Among serving and former police officers who I know, there is rather muted sympathy for Guildford, although there is respect for the way he went with dignity and without performative and extravagant apologies. One experienced officer with a specialist public order background was quite clear that police operational independence is a principle that must be upheld if the notion of the police as somehow above the contending forces in society is to be maintained.

But there is concern at command level about the exercise of the Home Secretary’s real-life powers even if the constabulary as a whole regard these matters as for chief officers.
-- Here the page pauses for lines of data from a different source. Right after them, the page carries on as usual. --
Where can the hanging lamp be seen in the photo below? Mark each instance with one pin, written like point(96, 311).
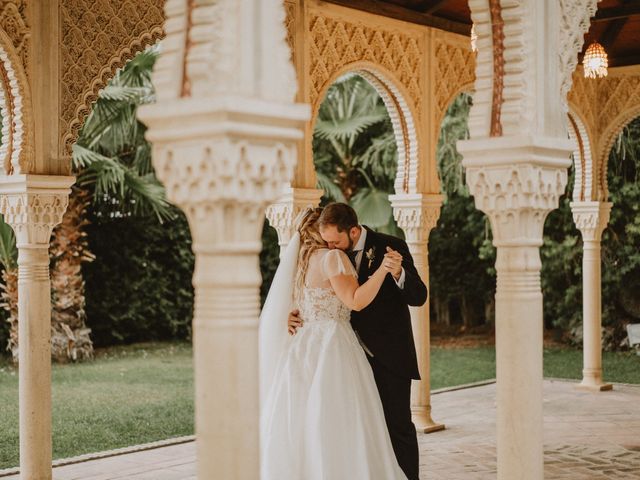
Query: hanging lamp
point(595, 61)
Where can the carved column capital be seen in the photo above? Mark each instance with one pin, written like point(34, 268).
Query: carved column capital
point(516, 182)
point(33, 205)
point(591, 218)
point(416, 214)
point(285, 209)
point(224, 156)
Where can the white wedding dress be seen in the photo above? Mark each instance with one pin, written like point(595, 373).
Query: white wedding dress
point(321, 417)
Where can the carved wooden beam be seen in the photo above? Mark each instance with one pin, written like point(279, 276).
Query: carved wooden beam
point(613, 13)
point(391, 10)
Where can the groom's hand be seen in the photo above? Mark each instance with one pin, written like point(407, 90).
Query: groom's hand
point(393, 263)
point(294, 322)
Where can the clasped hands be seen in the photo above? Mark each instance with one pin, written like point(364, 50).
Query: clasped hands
point(392, 263)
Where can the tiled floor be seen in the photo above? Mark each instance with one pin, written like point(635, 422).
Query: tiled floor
point(587, 437)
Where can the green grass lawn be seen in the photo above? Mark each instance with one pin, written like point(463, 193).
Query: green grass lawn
point(144, 393)
point(127, 396)
point(457, 366)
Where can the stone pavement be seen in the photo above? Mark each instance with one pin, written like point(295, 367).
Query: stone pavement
point(588, 436)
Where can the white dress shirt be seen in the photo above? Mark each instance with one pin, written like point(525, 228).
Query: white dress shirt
point(359, 249)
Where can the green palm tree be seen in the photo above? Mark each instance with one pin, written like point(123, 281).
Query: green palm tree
point(355, 152)
point(115, 177)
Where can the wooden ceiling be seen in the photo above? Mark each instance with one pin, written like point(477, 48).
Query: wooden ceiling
point(616, 24)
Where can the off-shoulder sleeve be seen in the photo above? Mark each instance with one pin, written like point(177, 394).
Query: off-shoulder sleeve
point(336, 262)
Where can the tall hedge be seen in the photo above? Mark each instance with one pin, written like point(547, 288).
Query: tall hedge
point(139, 286)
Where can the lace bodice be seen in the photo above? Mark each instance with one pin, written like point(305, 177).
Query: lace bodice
point(322, 305)
point(318, 302)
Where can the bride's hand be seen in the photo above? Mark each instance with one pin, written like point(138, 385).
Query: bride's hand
point(389, 263)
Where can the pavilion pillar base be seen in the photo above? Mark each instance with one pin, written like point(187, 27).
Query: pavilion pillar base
point(33, 205)
point(586, 387)
point(224, 175)
point(517, 181)
point(592, 218)
point(423, 421)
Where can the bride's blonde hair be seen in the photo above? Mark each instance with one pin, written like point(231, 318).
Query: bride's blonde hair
point(310, 241)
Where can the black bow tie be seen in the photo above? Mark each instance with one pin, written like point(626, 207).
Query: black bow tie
point(352, 256)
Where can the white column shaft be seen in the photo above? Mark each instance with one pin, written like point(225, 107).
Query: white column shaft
point(519, 364)
point(34, 317)
point(225, 337)
point(592, 322)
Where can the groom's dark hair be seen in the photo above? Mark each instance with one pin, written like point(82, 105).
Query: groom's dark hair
point(339, 214)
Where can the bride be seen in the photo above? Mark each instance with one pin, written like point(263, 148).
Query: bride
point(321, 415)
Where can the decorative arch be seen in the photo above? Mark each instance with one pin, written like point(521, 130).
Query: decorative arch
point(401, 113)
point(607, 139)
point(583, 189)
point(98, 39)
point(14, 108)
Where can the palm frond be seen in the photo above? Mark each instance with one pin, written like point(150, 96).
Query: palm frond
point(344, 128)
point(373, 207)
point(136, 95)
point(111, 179)
point(331, 190)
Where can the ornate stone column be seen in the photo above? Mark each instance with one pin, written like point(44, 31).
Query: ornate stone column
point(225, 133)
point(417, 215)
point(33, 205)
point(283, 212)
point(224, 175)
point(517, 182)
point(591, 219)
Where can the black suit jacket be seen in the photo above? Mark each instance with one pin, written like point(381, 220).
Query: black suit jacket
point(385, 325)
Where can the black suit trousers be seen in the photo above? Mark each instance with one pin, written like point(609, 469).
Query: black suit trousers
point(395, 393)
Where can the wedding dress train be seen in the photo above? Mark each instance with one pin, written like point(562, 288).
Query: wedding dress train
point(322, 418)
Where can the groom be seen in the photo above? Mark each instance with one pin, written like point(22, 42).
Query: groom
point(384, 327)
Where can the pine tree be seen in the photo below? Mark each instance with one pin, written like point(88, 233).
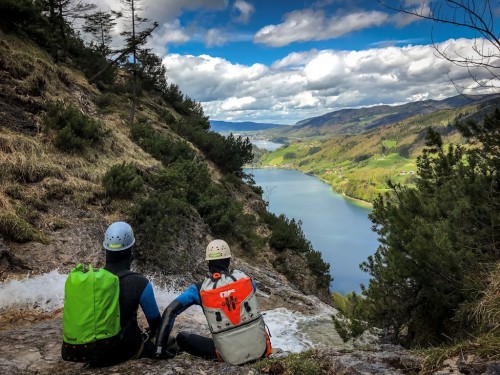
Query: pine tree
point(135, 36)
point(100, 25)
point(438, 240)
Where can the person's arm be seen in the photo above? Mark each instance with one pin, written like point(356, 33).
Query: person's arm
point(150, 308)
point(188, 298)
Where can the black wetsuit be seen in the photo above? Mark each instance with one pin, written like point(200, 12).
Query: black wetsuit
point(135, 291)
point(191, 343)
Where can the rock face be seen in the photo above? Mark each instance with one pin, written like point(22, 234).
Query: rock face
point(35, 349)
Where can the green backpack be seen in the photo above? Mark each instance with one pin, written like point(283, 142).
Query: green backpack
point(91, 314)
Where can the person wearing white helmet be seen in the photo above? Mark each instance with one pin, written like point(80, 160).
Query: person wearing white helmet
point(135, 291)
point(221, 294)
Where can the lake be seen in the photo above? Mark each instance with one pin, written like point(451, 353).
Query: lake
point(337, 227)
point(265, 144)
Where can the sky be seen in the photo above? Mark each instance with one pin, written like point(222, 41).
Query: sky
point(282, 61)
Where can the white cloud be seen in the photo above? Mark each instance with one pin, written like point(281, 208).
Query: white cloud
point(215, 37)
point(244, 9)
point(168, 33)
point(307, 24)
point(233, 104)
point(312, 83)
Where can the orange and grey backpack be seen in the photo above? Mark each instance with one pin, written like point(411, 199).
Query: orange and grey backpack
point(237, 326)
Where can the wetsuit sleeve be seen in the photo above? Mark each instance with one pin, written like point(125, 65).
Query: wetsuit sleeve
point(150, 308)
point(254, 285)
point(188, 298)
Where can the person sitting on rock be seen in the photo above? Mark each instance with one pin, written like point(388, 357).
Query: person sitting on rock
point(100, 325)
point(135, 291)
point(239, 334)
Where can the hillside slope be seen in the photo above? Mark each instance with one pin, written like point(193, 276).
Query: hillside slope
point(71, 164)
point(360, 165)
point(358, 120)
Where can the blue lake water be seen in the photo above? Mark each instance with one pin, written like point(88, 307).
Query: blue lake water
point(337, 227)
point(265, 144)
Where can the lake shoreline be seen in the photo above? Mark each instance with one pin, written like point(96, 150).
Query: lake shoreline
point(357, 201)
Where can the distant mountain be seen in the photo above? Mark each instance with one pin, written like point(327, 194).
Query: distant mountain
point(355, 121)
point(225, 126)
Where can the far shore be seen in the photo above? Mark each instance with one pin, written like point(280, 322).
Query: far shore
point(357, 201)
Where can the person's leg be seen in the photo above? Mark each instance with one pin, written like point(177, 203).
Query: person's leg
point(196, 345)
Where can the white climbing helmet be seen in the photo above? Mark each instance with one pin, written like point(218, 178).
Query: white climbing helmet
point(119, 236)
point(218, 249)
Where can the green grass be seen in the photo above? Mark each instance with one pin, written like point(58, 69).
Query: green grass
point(389, 143)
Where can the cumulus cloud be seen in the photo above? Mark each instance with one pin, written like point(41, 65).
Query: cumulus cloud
point(312, 83)
point(244, 10)
point(308, 24)
point(233, 104)
point(168, 33)
point(415, 8)
point(214, 37)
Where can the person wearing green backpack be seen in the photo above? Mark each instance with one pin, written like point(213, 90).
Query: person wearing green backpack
point(100, 307)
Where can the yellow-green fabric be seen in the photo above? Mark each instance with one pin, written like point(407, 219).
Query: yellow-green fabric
point(91, 305)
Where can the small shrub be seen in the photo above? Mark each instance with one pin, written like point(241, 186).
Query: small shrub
point(17, 229)
point(288, 234)
point(157, 219)
point(74, 130)
point(104, 101)
point(313, 150)
point(305, 363)
point(122, 180)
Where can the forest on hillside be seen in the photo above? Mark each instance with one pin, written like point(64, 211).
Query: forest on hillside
point(434, 276)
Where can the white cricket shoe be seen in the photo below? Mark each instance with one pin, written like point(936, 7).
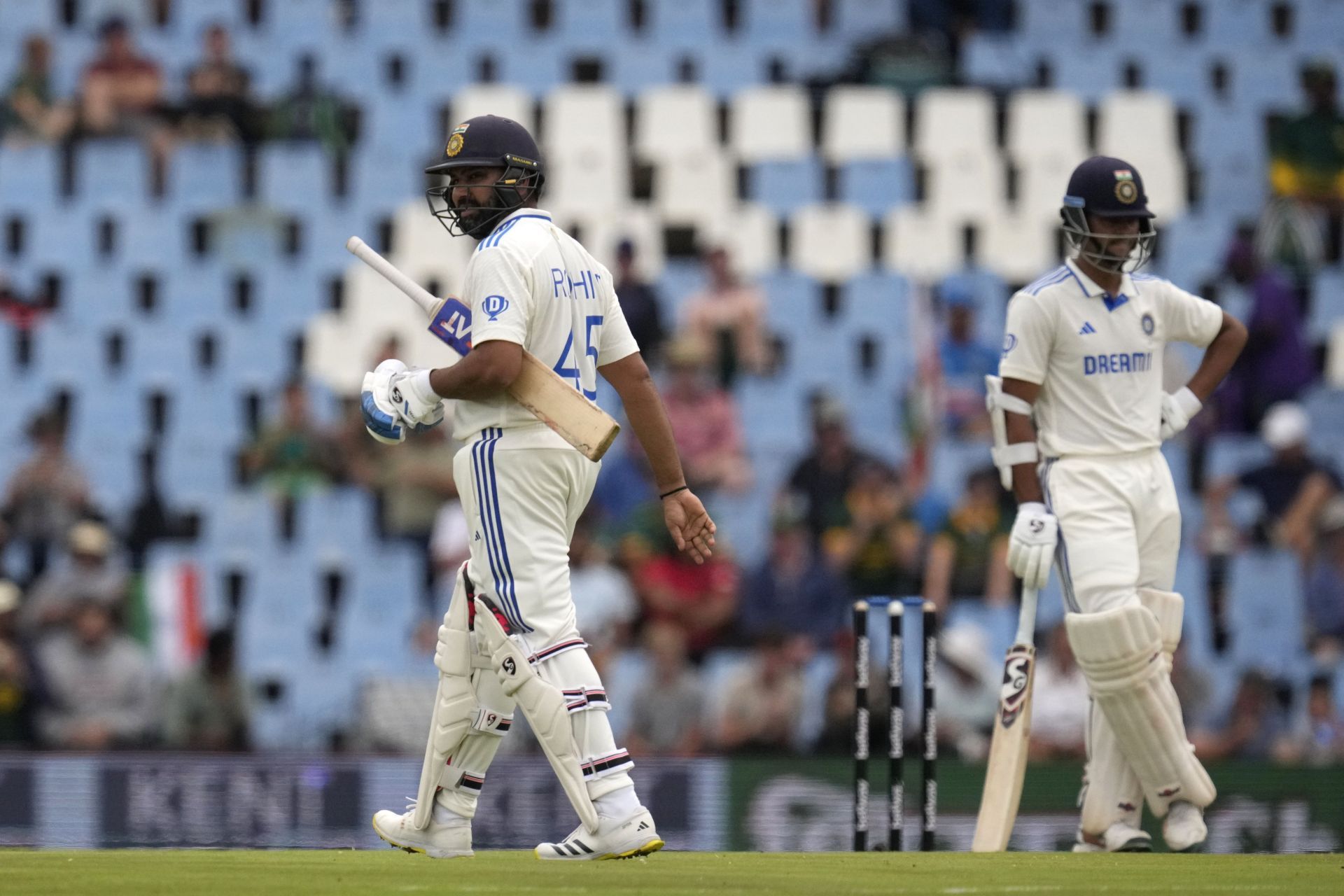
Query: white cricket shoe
point(1184, 827)
point(635, 836)
point(436, 841)
point(1117, 839)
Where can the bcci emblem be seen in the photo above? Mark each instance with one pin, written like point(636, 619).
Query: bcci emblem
point(493, 307)
point(1126, 190)
point(454, 141)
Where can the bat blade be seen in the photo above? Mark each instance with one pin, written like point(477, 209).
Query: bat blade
point(1007, 767)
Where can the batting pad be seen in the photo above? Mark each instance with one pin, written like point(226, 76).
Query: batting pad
point(545, 707)
point(1120, 653)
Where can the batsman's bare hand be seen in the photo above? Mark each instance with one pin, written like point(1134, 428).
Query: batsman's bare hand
point(690, 524)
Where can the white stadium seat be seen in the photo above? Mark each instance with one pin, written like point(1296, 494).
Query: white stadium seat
point(771, 124)
point(920, 246)
point(863, 122)
point(675, 120)
point(951, 118)
point(831, 242)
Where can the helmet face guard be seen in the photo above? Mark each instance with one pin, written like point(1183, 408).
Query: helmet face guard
point(519, 175)
point(1088, 244)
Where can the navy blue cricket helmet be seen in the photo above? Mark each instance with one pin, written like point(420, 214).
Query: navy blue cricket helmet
point(487, 141)
point(1107, 187)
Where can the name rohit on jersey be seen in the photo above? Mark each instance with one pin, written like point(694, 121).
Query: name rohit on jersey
point(1119, 363)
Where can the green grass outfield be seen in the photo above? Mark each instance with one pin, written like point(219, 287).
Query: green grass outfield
point(257, 874)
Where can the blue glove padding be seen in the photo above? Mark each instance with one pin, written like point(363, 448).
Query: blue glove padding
point(381, 416)
point(417, 403)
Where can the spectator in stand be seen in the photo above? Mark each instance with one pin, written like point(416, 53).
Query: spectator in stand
point(967, 684)
point(1307, 174)
point(1276, 365)
point(667, 713)
point(878, 550)
point(640, 304)
point(824, 477)
point(1319, 739)
point(793, 590)
point(312, 112)
point(18, 682)
point(1254, 726)
point(207, 710)
point(727, 318)
point(89, 573)
point(1294, 486)
point(965, 363)
point(764, 699)
point(121, 90)
point(292, 454)
point(701, 599)
point(100, 690)
point(30, 111)
point(603, 596)
point(1326, 589)
point(45, 496)
point(218, 101)
point(1059, 701)
point(705, 421)
point(968, 556)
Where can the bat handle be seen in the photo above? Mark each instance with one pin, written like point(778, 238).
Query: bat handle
point(1027, 617)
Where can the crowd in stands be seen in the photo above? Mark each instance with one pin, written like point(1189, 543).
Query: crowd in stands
point(847, 520)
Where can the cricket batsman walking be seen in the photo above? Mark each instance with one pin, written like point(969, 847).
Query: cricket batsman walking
point(510, 638)
point(1081, 378)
And hardly relevant to their daily duties.

Police at all levels understand that they stand between contending forces in society and a professional ideology which, for them, makes sense of their role in the conflicts that arise is necessary, even if it wears thin at times like this.

On the left and in the labour movement it is important to understand how the police function and the contradictions that arise when myth conflicts with real life.

At sharp points in class struggle the coercive role of the state and the direction of the police is rendered particularly transparent.

However, at the theoretical and strategic level, the left needs to find more compelling ways to dissolve the myth that the police stand above the basic conflicts between the contending classes. In this the notion of operational independence is something which produces a necessary contradiction between the professional ideologies mobilised around policing and the actual functions police are compelled to carry out.

It is in these interstices that the forward movement of society is found.

In the 1980s, as a community relations officer Nick Wright worked in Greater London Council-funded police monitoring in south London and later as head of Haringey’s Police Research Unit before and after the Broadwater Farm fighting.